Mikal: When we do a presentation, we do a lot of education. We talk about how the opening of Japan influenced the Werkstätte movement and why they should care. And at the end of our projects, they get a binder full of biographies of the furniture makers and decorative artists so that they can continue to have a relationship with the pieces in their home. We’re in the bespoke market, so that’s the level of service that our clients expect.

Mark: Our background is storytelling—that’s part of our DNA. We want to tell their story from our point of view. What we want [to elicit] is that lightbulb moment: “Oh, I would never have thought of that, but it’s so amazing and I can’t wait.” That kind of excitement from a client is such an adrenaline rush.

Mikal: Part of that storytelling is building trust with the client. Our clients are very smart people, so they love the opportunity to discuss art or books or furniture movements. We are in the dream business, and we take that very seriously.

Mark: I remember hearing Warren Buffett talk about what made Berkshire Hathaway successful, and he was like, “It’s because we’re in Omaha, Nebraska.” Because we’re not on the coast, we don’t have that same bombardment of different influences hitting us—and that’s true for design too. We’re not living in a vacuum yet, so we can stay true to our style and our DNA, and I think that that’s important.

Let’s talk about setting up shop in Nebraska—how else did that inform the way you structured your business?

Mark: We both moved back to be close to our families, and we love it here. There are direct flights to anywhere in the country from Omaha, the cost of living is nothing and it’s a fairly progressive city in a sea of red—we’ve got all of that going for us. And we have found a very sophisticated clientele base as well; we’ve been very fortunate to work with like-minded people.

Left: A silk taffeta ticking stripe graces the sink skirt and a matching pair of lampshades in a powder room Read McKendree | Right: In a dressing room anchored by a flamed rosewood island, the marble cobble flooring is mirrored in a larger scale by the wallcovering on the ceiling Read McKendree

What does the business look like today in terms of how many projects you are working on at a given time? What’s a full plate?

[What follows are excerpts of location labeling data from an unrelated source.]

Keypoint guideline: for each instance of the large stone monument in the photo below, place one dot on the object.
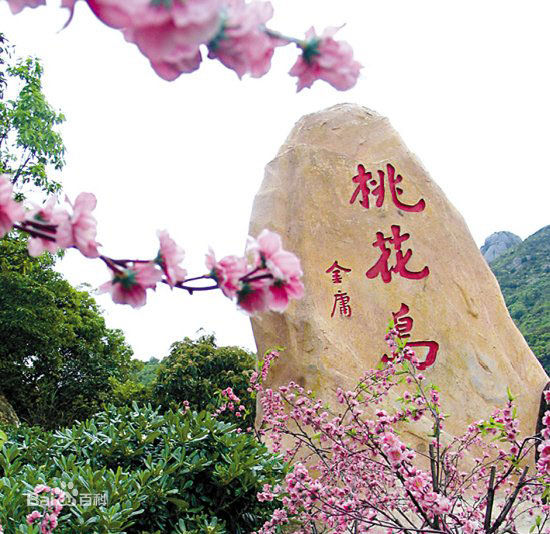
(378, 239)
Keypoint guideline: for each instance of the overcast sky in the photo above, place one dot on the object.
(466, 83)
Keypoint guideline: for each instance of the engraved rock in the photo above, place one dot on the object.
(377, 236)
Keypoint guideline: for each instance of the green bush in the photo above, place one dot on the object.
(57, 356)
(197, 370)
(162, 473)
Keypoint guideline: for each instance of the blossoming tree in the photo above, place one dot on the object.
(267, 277)
(354, 472)
(171, 34)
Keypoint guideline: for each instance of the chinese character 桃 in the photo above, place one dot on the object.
(364, 179)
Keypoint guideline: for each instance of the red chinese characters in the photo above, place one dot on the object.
(341, 299)
(363, 179)
(382, 268)
(403, 324)
(336, 271)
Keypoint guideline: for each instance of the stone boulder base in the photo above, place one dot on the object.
(306, 197)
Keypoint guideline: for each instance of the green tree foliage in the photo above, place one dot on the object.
(523, 273)
(56, 355)
(196, 371)
(29, 141)
(179, 473)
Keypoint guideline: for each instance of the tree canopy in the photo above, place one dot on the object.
(57, 355)
(30, 144)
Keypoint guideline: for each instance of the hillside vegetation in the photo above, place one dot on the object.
(523, 273)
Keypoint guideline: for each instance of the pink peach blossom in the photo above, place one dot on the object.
(169, 257)
(241, 43)
(252, 297)
(33, 516)
(264, 246)
(10, 211)
(17, 5)
(323, 58)
(282, 265)
(113, 13)
(170, 37)
(129, 286)
(227, 272)
(47, 215)
(79, 230)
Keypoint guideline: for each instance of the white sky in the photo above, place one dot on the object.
(466, 83)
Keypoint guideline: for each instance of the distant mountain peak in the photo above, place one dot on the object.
(498, 243)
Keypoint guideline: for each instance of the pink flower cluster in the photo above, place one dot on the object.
(232, 404)
(268, 279)
(359, 474)
(171, 33)
(543, 465)
(51, 228)
(324, 58)
(52, 508)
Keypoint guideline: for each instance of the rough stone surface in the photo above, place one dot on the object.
(305, 196)
(7, 413)
(498, 243)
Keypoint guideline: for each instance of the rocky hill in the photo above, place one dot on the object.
(498, 243)
(523, 272)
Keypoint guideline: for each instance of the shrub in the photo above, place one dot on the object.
(173, 472)
(197, 371)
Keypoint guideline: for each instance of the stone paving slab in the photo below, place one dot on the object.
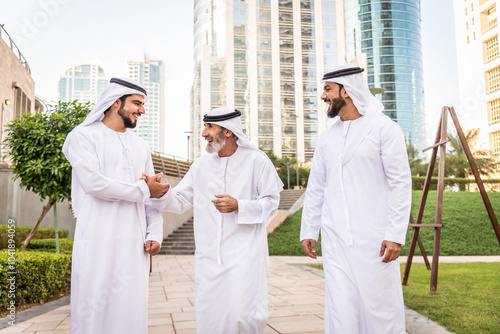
(296, 300)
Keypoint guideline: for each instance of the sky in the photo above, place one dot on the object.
(55, 35)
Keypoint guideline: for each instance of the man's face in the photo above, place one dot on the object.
(131, 110)
(214, 136)
(331, 96)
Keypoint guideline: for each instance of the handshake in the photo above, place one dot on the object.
(156, 188)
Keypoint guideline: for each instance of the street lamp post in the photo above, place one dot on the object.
(297, 147)
(188, 135)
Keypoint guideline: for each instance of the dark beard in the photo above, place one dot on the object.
(335, 106)
(126, 121)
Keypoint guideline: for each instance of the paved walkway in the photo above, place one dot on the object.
(296, 300)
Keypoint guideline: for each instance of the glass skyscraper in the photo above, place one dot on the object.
(388, 34)
(151, 128)
(83, 83)
(266, 58)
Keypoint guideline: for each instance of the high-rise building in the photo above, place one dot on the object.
(387, 34)
(151, 127)
(478, 58)
(266, 58)
(83, 83)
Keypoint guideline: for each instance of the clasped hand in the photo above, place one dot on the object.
(156, 188)
(225, 203)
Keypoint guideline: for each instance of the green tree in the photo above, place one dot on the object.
(34, 145)
(457, 164)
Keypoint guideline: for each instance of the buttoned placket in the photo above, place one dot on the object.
(128, 170)
(345, 131)
(224, 163)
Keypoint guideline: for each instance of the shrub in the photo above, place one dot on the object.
(39, 277)
(23, 231)
(49, 245)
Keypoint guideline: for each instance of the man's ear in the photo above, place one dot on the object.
(344, 93)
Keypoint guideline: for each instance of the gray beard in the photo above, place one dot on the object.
(217, 145)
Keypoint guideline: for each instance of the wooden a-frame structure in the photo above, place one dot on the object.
(440, 143)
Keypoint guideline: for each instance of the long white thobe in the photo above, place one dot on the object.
(230, 281)
(109, 277)
(358, 205)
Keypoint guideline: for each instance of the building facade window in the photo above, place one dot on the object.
(493, 80)
(22, 104)
(494, 112)
(491, 47)
(495, 143)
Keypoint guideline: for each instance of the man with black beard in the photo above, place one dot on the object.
(117, 227)
(359, 196)
(234, 192)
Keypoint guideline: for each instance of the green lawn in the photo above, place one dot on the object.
(467, 228)
(468, 294)
(467, 299)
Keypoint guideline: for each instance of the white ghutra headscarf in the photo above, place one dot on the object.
(368, 106)
(230, 119)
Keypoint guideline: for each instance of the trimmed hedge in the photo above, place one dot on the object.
(39, 277)
(23, 231)
(461, 183)
(49, 245)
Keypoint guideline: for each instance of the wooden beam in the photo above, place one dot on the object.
(479, 182)
(421, 207)
(439, 201)
(437, 144)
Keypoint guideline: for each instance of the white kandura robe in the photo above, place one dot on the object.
(357, 206)
(110, 270)
(230, 297)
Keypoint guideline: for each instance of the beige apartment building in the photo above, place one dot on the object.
(476, 26)
(17, 87)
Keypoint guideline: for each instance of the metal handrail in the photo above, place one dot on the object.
(14, 48)
(174, 157)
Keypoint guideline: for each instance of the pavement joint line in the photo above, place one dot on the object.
(36, 311)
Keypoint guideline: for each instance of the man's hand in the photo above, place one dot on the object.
(225, 203)
(156, 188)
(152, 247)
(391, 250)
(309, 246)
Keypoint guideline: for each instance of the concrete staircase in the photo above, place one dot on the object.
(181, 241)
(169, 165)
(289, 197)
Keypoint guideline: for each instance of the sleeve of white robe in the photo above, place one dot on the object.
(259, 210)
(313, 203)
(85, 164)
(154, 218)
(178, 199)
(396, 167)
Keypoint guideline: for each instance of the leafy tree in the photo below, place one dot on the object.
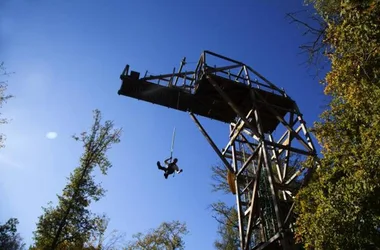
(3, 97)
(228, 228)
(70, 224)
(340, 208)
(9, 238)
(169, 236)
(101, 241)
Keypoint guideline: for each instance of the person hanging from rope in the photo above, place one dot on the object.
(171, 167)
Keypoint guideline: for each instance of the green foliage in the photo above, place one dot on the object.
(9, 238)
(3, 98)
(340, 208)
(169, 236)
(228, 228)
(70, 224)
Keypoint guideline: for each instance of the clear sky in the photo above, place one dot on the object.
(67, 57)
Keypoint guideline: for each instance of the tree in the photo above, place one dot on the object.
(9, 238)
(101, 241)
(228, 228)
(169, 236)
(3, 98)
(340, 208)
(70, 224)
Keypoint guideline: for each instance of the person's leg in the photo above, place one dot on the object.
(160, 167)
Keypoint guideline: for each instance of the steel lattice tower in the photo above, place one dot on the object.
(267, 142)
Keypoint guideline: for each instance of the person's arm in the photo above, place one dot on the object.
(167, 160)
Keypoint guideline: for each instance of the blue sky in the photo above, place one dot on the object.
(67, 57)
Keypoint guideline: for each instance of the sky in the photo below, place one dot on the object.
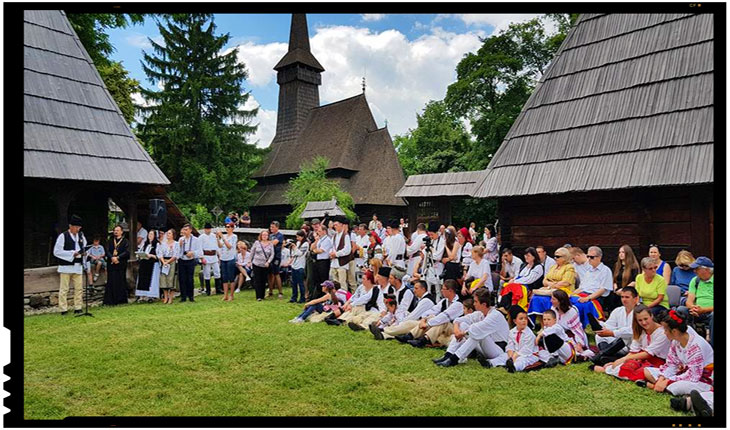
(407, 60)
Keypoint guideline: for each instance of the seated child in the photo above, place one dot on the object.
(333, 297)
(394, 315)
(95, 259)
(649, 348)
(689, 364)
(555, 345)
(521, 349)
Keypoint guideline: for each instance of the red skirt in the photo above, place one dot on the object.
(633, 370)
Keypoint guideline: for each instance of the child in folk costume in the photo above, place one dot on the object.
(689, 364)
(394, 315)
(333, 297)
(522, 351)
(649, 348)
(555, 345)
(568, 317)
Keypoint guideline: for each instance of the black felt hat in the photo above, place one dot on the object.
(75, 220)
(553, 342)
(515, 310)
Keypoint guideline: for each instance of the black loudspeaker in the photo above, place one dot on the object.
(158, 214)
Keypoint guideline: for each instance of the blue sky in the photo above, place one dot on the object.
(407, 59)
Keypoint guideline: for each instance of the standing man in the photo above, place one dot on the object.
(395, 246)
(311, 286)
(414, 248)
(209, 243)
(141, 234)
(341, 254)
(68, 251)
(190, 251)
(373, 223)
(277, 239)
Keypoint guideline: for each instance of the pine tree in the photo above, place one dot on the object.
(195, 126)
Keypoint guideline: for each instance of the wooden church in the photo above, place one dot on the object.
(361, 155)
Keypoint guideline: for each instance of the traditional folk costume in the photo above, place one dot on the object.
(556, 343)
(148, 276)
(688, 368)
(187, 265)
(655, 344)
(439, 321)
(423, 305)
(521, 342)
(228, 258)
(70, 268)
(209, 244)
(489, 336)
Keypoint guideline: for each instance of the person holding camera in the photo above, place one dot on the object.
(299, 252)
(68, 251)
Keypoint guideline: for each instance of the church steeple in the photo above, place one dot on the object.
(299, 77)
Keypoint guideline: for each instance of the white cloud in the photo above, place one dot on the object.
(500, 21)
(266, 120)
(373, 16)
(141, 41)
(260, 61)
(401, 75)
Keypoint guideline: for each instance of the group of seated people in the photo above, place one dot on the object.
(548, 305)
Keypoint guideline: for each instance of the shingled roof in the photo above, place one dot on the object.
(627, 102)
(299, 51)
(451, 184)
(72, 127)
(336, 131)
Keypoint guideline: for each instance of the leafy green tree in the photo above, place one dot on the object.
(495, 82)
(195, 126)
(91, 29)
(312, 185)
(437, 144)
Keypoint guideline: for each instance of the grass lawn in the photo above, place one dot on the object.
(244, 358)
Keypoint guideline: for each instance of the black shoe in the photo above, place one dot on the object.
(700, 406)
(419, 343)
(403, 338)
(552, 362)
(376, 331)
(449, 362)
(444, 357)
(484, 361)
(354, 327)
(679, 403)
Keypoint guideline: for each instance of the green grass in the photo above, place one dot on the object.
(244, 358)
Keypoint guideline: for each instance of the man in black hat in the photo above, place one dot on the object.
(68, 251)
(209, 243)
(341, 254)
(394, 245)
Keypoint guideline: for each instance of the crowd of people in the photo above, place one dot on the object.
(443, 286)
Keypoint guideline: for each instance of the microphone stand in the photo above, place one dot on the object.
(86, 312)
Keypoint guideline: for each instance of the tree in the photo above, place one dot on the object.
(91, 29)
(195, 125)
(312, 185)
(437, 144)
(495, 82)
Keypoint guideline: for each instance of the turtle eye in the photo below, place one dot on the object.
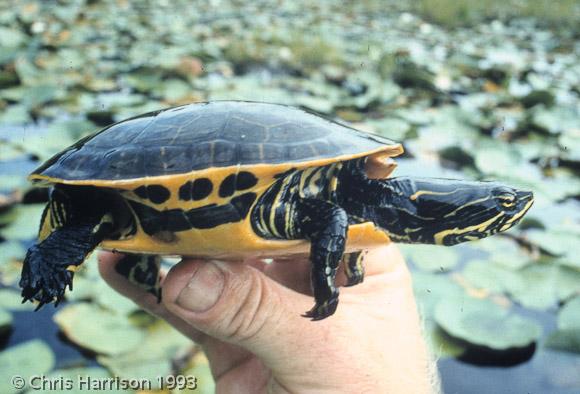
(507, 200)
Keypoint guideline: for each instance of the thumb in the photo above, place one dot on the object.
(239, 304)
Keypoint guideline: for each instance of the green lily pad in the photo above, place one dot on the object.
(558, 243)
(568, 282)
(79, 379)
(153, 358)
(569, 316)
(97, 329)
(27, 359)
(565, 340)
(504, 252)
(558, 119)
(484, 274)
(430, 288)
(11, 299)
(484, 323)
(431, 258)
(27, 223)
(201, 370)
(5, 321)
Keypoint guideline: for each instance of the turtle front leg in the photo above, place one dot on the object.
(325, 225)
(143, 271)
(49, 266)
(354, 268)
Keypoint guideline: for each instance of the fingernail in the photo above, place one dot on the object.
(203, 290)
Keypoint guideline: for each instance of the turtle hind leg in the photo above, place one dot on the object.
(142, 271)
(48, 267)
(325, 225)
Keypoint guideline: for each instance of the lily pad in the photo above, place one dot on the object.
(26, 225)
(99, 330)
(153, 358)
(430, 288)
(484, 323)
(565, 340)
(5, 321)
(12, 300)
(201, 370)
(25, 360)
(79, 378)
(569, 316)
(431, 258)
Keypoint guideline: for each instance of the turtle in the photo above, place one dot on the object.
(235, 179)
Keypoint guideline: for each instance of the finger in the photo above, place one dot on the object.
(295, 272)
(241, 305)
(147, 301)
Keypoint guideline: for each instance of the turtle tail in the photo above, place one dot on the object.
(49, 266)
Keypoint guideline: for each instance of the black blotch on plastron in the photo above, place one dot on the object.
(156, 193)
(141, 191)
(202, 188)
(184, 192)
(228, 186)
(285, 173)
(245, 180)
(243, 203)
(195, 190)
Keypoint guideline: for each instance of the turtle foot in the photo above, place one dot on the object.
(43, 281)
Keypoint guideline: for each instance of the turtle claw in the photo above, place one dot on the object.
(322, 310)
(43, 282)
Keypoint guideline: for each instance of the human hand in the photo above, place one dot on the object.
(248, 319)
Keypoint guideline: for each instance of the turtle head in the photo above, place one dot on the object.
(448, 212)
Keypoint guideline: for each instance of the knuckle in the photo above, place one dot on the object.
(253, 312)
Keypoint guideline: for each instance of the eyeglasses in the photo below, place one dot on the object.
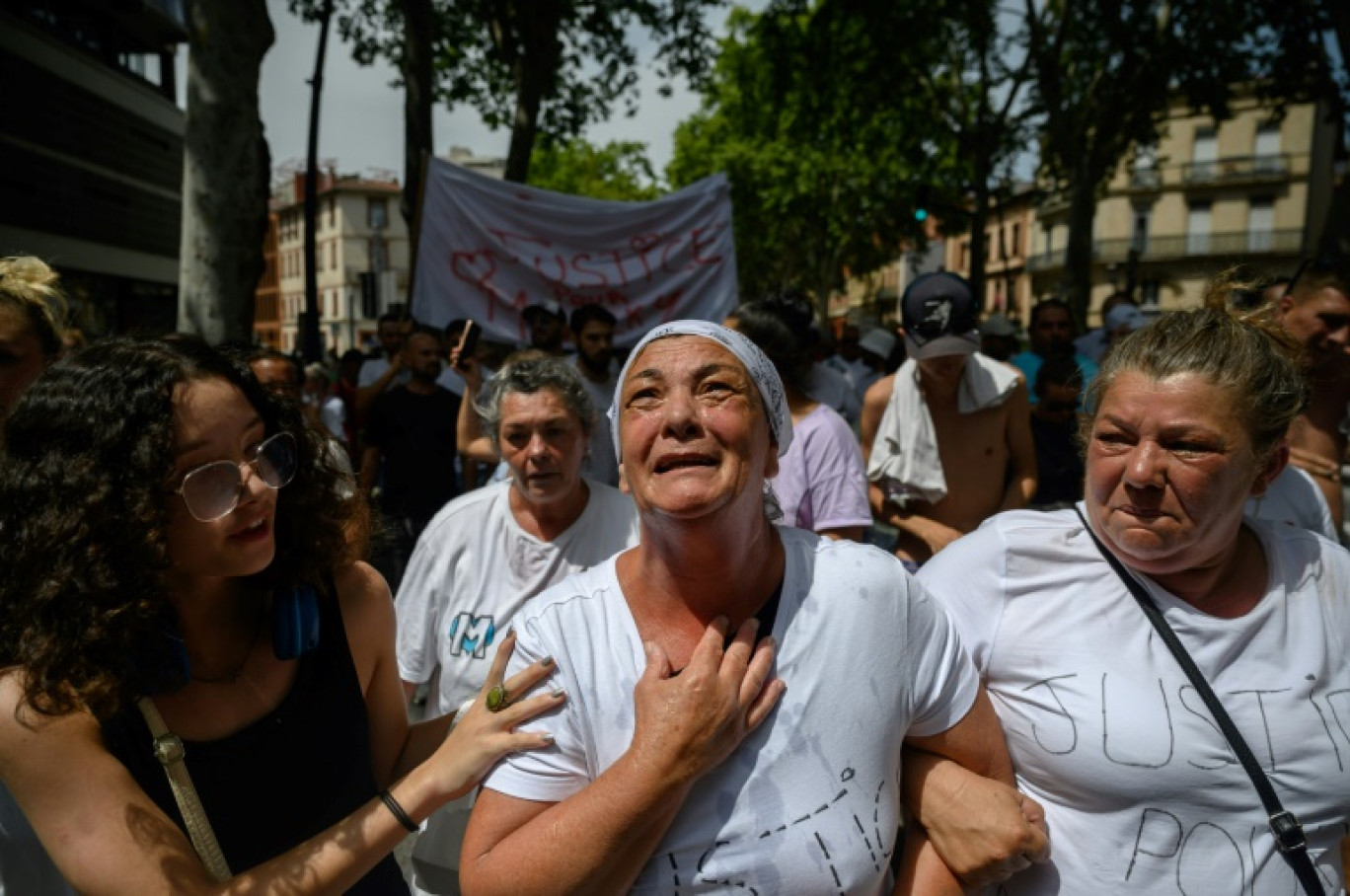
(212, 490)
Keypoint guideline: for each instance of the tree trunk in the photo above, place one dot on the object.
(418, 84)
(535, 72)
(226, 169)
(979, 241)
(1078, 254)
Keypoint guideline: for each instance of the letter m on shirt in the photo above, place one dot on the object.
(472, 635)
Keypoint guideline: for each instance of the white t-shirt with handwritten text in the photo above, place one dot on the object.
(810, 801)
(1141, 791)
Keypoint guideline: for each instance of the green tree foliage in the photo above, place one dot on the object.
(975, 103)
(612, 172)
(540, 68)
(824, 149)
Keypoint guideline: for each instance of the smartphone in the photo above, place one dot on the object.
(469, 340)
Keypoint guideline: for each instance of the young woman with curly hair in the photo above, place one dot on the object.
(164, 518)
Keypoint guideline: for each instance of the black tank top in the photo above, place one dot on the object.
(288, 776)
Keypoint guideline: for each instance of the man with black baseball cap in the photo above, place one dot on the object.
(547, 324)
(946, 436)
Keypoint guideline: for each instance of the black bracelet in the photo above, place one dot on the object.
(399, 812)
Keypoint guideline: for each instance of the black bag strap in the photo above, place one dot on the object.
(1288, 832)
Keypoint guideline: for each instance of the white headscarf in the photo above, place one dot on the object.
(756, 364)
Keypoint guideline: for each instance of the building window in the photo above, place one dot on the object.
(377, 213)
(1198, 228)
(1261, 224)
(1140, 235)
(1145, 169)
(1204, 154)
(1268, 160)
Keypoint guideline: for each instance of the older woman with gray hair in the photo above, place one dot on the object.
(741, 691)
(493, 548)
(1172, 674)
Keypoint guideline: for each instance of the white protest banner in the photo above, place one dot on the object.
(488, 249)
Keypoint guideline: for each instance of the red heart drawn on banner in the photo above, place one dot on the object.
(474, 267)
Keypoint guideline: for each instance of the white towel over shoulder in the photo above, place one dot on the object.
(905, 458)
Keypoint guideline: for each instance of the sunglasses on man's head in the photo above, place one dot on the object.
(212, 490)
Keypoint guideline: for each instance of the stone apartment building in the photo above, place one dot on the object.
(362, 261)
(1250, 189)
(1008, 247)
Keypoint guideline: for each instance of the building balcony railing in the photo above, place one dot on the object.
(1181, 246)
(1147, 179)
(1238, 168)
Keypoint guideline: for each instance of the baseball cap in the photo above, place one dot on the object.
(938, 315)
(998, 324)
(877, 341)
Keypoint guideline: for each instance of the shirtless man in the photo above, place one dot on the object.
(1315, 309)
(987, 455)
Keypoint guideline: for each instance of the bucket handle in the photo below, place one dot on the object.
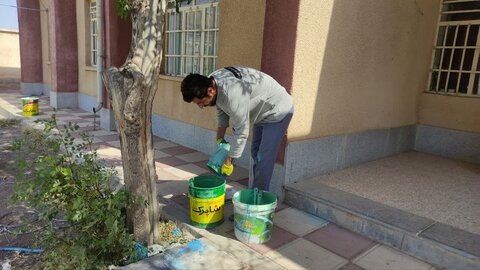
(257, 196)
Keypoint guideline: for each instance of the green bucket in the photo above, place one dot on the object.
(253, 211)
(207, 199)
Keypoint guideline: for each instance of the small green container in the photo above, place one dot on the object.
(207, 200)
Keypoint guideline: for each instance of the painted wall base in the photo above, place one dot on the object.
(448, 143)
(310, 158)
(86, 102)
(32, 89)
(61, 100)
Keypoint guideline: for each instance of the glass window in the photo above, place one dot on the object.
(191, 38)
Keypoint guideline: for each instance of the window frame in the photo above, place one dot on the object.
(179, 68)
(437, 82)
(92, 23)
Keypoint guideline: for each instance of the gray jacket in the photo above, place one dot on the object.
(254, 98)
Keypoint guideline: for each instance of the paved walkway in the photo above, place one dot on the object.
(299, 240)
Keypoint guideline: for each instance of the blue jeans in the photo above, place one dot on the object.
(266, 141)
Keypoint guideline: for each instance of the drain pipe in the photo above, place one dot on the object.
(99, 15)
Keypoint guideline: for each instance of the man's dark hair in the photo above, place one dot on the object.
(195, 86)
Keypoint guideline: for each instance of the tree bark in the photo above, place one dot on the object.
(132, 88)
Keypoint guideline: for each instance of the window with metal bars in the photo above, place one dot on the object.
(93, 33)
(191, 38)
(455, 66)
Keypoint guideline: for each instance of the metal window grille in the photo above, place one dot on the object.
(93, 33)
(455, 57)
(192, 38)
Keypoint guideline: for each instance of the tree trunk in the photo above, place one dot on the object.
(132, 88)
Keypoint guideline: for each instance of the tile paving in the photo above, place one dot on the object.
(299, 240)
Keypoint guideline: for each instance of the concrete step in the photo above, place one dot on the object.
(431, 241)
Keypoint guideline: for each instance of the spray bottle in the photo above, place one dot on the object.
(218, 158)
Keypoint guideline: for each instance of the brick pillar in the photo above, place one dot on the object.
(117, 41)
(64, 54)
(30, 47)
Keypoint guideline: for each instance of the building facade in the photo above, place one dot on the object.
(369, 79)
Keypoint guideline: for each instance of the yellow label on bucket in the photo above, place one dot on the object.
(207, 210)
(30, 106)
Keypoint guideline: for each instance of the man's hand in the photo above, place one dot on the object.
(221, 140)
(227, 169)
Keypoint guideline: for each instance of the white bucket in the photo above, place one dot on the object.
(253, 217)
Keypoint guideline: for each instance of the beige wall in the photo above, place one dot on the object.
(459, 113)
(240, 43)
(360, 64)
(87, 75)
(9, 54)
(44, 22)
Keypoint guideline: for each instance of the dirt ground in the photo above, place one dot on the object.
(10, 214)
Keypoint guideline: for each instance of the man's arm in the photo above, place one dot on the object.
(221, 132)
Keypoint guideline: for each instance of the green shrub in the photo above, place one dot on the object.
(62, 178)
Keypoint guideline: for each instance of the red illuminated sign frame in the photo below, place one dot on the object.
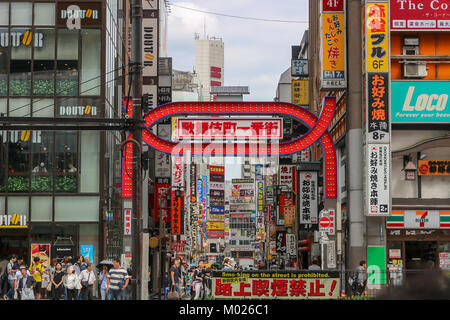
(318, 132)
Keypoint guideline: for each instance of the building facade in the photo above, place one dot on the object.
(59, 60)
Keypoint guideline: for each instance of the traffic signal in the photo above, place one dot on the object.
(147, 102)
(304, 246)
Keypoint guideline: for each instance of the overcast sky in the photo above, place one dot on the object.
(256, 53)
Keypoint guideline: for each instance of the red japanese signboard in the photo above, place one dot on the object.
(332, 5)
(214, 128)
(177, 204)
(127, 157)
(275, 285)
(426, 15)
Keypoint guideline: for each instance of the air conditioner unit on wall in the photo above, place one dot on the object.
(416, 69)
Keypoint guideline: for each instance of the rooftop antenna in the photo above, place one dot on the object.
(204, 27)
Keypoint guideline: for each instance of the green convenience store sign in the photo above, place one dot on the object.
(420, 102)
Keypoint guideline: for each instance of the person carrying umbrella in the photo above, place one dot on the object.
(104, 266)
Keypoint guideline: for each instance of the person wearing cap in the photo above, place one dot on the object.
(24, 281)
(87, 280)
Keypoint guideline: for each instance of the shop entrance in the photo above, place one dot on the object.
(420, 254)
(14, 242)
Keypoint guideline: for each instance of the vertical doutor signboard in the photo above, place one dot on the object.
(377, 107)
(150, 51)
(333, 45)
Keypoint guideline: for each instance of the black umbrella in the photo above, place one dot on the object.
(107, 263)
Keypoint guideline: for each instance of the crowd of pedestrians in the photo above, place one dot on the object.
(62, 280)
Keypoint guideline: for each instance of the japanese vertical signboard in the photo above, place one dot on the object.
(260, 222)
(177, 205)
(308, 199)
(177, 171)
(333, 45)
(127, 222)
(150, 51)
(300, 92)
(377, 182)
(423, 15)
(377, 107)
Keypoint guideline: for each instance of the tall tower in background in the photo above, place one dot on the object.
(209, 64)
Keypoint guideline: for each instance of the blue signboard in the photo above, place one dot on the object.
(87, 250)
(420, 101)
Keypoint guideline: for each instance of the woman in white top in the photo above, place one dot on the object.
(71, 282)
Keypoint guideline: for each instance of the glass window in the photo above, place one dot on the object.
(77, 208)
(91, 55)
(42, 162)
(19, 107)
(19, 161)
(90, 161)
(18, 205)
(4, 13)
(66, 146)
(41, 209)
(41, 232)
(43, 108)
(21, 14)
(4, 57)
(20, 64)
(44, 14)
(43, 64)
(67, 63)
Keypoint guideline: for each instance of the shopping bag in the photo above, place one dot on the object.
(173, 294)
(27, 294)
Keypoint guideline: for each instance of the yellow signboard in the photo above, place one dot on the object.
(216, 225)
(300, 92)
(377, 25)
(333, 49)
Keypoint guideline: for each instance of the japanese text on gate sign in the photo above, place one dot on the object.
(377, 37)
(271, 128)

Mark: It’s intense. You know, there was a moment when we launched this firm that we looked at each other, and thought, “Did we make the right decision?” And then it became clear that we had when we got a phone call to do a refresh of one of Omaha’s iconic homes, and things took off from there. It’s been very lovely. Now we’re doing commercial projects as well. We have about 10 projects currently in operation. And I’ve got to say, our revenue is great. We’re exceeding all our expectations. We hit our yearly goal in March. So we’re rocking and rolling right now.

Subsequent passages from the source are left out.